Kafka streams builds on stream building concepts and claims a low barrier to entry, this may be correct, but some of those concepts are trickier to get your head around than others. We will take a look at windows, one of the streaming fundamentals, and see what windowing means in kafka streams, how we can implement windows and how we can test them.
The source code for the Kafka examples can be found here.
If you’re new to kafka there are many articles on the core concepts on the Lydtech blog
And not forgetting The greatest introductory course to Kafka ever! - An Introduction To Kafka with Spring Boot
If we’re talking about windows it makes sense to define what we mean by a window from the outset with a simple definition. A window is an isolated timeframe for events. The duration and behaviour of that window can be specified for your needs, but the window allows you to process the events during that timeframe in relative isolation. The following diagram illustrates the relationship between time, events, and the window
Here we can see events A-E and a window that covers the timeframe from time t1 to just before time t3. Only the events B, C, & D, are within the window, so any processing can be isolated to just those events. The simplest example being a count of events within the window, in this case that would be a count of 3.
What an event means, and its relevance (if any) to other events within a window depends on the type of window selected and the aggregation applied. It could be that an event only ever appears in one window, or can appear in multiple windows.
Windowing requires events to be grouped prior to aggregation, it’s usually best to groupByKey. In these examples we are usually assuming that all the events have the same key, in reality, you could end with hundreds of keys. A different key results in a different window aggregation.
Kafka Streams offers four window types;
Before we kick off there are a couple of terms we should define as they pop up in most of the window explanations that follow.
Grace period: The grace period determines how long to wait for out-of-order records. Any record received outside of the window + grace will be excluded from the window.
Aggregate: Aggregate allows us to perform calculations on events during the window timeframe, unlike reduce (used to combine multiple values into a single value), the use of aggregate allows us to return a different type than the input types
A Tumbling window is a sequence of consecutive timeframes which do not overlap. As for the name, think of a tumbling window like a tyre-flip exercise, where the tyre represents the window.
Figure 2: Tumbling Window
Because the timeframes in a tumbling window do not overlap, each event will appear in only 1 window. In the example above you can see that events A, B, C are in window w1, whereas events D, E are in window w2. Note that no events occur in w3, but the window still exists.
Tumbling windows start from t0 and are inclusive of the start time but exclusive of the end time, meaning that if we had 2 consecutive windows of duration 100, and the start time was 0, then an event at t99 would be captured by window 1, whereas an event at t100 would be captured in the subsequent window.

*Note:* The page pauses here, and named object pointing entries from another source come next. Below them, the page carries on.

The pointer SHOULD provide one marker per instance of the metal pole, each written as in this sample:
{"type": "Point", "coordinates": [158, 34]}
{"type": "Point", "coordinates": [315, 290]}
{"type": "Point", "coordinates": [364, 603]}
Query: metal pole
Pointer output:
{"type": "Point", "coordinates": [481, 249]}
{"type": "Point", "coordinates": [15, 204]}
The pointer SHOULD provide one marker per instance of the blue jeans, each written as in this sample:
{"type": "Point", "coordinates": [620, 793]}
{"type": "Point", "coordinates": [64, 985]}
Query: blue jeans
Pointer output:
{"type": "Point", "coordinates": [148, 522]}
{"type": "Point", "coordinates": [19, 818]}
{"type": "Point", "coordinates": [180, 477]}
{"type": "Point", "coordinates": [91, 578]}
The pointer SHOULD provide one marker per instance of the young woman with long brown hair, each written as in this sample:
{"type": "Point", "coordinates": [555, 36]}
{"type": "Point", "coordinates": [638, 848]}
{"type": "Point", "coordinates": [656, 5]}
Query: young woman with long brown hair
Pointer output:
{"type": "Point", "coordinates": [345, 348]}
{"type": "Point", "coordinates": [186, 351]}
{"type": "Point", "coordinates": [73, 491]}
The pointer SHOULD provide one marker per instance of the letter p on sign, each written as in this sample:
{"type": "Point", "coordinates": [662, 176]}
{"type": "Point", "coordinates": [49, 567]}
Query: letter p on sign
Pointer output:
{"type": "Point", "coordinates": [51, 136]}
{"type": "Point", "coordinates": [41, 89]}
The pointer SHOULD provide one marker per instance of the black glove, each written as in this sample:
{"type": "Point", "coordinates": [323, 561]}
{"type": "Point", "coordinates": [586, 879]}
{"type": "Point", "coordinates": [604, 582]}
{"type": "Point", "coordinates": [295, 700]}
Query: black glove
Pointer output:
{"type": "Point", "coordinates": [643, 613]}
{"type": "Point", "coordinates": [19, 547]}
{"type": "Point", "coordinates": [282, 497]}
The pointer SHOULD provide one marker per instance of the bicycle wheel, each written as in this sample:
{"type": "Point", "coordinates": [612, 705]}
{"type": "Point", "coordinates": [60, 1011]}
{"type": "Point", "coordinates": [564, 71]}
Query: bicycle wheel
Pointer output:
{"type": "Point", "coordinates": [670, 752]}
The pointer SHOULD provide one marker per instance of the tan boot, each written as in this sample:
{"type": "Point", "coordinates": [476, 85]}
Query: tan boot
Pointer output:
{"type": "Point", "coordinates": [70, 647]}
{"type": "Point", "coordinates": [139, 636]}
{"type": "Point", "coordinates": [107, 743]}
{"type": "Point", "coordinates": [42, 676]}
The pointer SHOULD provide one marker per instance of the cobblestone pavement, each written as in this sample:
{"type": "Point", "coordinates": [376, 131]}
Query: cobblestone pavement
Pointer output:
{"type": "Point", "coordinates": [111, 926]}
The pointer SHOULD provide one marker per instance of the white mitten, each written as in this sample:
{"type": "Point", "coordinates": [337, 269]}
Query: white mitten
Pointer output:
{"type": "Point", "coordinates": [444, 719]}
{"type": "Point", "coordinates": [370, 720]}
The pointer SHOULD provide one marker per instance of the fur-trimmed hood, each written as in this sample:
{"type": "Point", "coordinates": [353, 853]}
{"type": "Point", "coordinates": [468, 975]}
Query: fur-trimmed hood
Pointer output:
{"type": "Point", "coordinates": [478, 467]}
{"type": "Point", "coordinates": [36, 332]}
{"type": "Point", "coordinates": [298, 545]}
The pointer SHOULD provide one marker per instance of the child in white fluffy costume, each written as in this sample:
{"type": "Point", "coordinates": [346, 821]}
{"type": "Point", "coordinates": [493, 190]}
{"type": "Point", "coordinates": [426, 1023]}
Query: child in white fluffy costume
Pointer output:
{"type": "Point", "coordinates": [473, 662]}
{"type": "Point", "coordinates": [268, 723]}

Let’s take a look at an example of the tumbling window and introduce a couple of other window related concepts such as aggregation and suppression, all exercised using the TopologyTestDriver, a great utility that allows you to push data through a topology (provided as part of the kafka streams test-utils package).
Using tests provides a great insight into the actual behaviour, and also being best practice, testing of the topologies is something we would want to see in our codebases.

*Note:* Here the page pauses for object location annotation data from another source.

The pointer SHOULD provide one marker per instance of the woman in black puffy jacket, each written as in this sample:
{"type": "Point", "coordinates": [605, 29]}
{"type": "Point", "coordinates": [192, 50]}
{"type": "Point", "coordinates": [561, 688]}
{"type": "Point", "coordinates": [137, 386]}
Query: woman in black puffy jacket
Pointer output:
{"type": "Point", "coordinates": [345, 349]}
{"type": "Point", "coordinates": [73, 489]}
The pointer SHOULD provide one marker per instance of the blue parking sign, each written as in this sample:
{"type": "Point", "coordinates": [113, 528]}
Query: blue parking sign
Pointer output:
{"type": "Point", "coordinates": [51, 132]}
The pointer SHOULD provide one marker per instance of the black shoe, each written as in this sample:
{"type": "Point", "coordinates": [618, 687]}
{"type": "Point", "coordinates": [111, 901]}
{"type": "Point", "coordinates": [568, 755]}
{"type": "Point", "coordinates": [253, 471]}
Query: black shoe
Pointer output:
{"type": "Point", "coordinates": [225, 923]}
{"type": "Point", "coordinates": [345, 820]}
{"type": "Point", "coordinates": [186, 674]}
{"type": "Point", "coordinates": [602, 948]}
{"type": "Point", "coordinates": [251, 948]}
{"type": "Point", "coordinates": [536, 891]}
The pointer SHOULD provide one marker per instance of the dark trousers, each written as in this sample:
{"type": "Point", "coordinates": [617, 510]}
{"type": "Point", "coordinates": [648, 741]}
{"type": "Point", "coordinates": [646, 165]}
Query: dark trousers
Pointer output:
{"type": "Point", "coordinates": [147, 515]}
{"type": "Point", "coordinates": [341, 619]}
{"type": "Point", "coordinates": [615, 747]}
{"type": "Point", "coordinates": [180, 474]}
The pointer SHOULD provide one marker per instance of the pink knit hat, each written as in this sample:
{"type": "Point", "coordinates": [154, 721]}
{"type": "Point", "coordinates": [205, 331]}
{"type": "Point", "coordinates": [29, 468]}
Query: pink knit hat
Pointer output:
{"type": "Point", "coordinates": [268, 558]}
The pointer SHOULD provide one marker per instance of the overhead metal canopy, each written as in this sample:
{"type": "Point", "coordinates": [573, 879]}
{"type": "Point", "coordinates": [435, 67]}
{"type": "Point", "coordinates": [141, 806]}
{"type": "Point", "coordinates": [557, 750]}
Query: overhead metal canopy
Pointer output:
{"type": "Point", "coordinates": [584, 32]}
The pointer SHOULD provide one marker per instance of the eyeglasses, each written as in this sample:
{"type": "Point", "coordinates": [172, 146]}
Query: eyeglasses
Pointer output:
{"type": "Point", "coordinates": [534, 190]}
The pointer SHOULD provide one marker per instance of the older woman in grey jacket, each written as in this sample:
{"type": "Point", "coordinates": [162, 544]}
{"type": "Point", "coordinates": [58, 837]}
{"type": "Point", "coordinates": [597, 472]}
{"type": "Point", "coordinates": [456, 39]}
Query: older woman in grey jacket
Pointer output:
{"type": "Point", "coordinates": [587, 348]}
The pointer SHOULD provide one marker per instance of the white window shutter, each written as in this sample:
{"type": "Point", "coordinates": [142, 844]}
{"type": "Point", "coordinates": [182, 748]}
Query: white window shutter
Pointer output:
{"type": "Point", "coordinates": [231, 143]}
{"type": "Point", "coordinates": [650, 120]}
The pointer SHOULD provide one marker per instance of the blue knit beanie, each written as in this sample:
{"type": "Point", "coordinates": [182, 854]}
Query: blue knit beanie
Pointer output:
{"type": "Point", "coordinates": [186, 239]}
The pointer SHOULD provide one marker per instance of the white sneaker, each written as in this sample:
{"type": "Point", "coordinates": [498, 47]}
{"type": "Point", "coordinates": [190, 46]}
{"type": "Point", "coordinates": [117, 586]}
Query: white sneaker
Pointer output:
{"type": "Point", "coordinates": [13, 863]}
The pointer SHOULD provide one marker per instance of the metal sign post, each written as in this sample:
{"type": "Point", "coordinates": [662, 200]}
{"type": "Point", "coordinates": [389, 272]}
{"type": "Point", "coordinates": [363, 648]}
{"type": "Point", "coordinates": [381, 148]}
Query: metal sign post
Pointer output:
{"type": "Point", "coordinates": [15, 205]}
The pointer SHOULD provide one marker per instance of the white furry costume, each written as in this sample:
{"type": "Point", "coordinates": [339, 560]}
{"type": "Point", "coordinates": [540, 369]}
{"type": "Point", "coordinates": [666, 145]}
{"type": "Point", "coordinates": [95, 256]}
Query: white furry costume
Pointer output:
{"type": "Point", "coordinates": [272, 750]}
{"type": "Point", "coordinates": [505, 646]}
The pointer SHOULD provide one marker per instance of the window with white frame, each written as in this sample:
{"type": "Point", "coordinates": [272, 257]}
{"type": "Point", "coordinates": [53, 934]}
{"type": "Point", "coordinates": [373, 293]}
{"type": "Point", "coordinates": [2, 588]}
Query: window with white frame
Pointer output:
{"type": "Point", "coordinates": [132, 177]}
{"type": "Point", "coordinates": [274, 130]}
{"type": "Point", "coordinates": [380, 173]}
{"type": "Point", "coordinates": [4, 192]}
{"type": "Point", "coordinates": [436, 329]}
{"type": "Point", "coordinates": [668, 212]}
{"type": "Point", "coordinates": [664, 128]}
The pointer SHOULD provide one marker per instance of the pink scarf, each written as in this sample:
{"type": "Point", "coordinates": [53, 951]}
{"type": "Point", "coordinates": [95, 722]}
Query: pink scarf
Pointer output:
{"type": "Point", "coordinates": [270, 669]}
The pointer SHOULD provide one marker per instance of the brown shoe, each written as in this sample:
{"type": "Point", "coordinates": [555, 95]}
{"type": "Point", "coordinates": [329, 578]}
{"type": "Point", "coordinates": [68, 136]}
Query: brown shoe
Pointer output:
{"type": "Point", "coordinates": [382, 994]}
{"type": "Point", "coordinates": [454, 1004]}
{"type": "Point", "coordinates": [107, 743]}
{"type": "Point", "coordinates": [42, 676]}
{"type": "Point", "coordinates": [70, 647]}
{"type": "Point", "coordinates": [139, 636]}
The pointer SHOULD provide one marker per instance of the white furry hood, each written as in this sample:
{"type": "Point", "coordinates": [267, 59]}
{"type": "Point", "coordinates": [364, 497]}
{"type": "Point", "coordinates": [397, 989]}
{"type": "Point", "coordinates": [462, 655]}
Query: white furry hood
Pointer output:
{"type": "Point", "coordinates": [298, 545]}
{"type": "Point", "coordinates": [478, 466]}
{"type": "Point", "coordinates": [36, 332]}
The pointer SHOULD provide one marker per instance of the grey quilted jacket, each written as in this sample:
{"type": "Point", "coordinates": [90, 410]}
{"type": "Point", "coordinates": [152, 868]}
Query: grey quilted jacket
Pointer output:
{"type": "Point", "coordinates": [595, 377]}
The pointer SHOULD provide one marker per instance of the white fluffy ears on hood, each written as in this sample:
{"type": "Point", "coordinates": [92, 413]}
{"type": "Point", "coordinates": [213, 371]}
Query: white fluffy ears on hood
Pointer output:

Deeper Dive -> Tumbling Window Demo/Exploration
A hopping window is a window with a fixed duration like the hopping window, but unlike the tumbling window a new window is created before the previous window closes. This does mean that events can appear in multiple windows.
Hopping windows, like Tumbling windows, are lower bound inclusive and upper bound exclusive. Unlike Tumbling windows the Hopping window requires an advance period. The advance defines the period from the beginning of the current window until the next window is created. Fortunately the API stops you doing weird things like specifying a hop interval being greater than the window duration, which would lead to missed events.
Let’s walk through an explanation..
Figure 3: Hopping Window
In the above diagram we can see that we have a window duration of 2t and an advance of 1t. Window w1 is created at t1, and it contains events, B,C, & D. Window w2 is created at t2, 1t after the creation of window w1. Window w2 contains the events, D & E Because the windows overlap, event D can be seen in both windows w1, and w2. We can see that window w3 would contain only event E. Again, because of the overlap, event E would appear in windows w1 & w2
Let’s take a look at an example of the hopping window and introduce a couple of other window related concepts such as aggregation and suppression, all exercised using our friend, the TopologyTestDriver.
Testing is not only an essential element of any quality implementation, but it is also a great learning environment. Let’s look at the tests…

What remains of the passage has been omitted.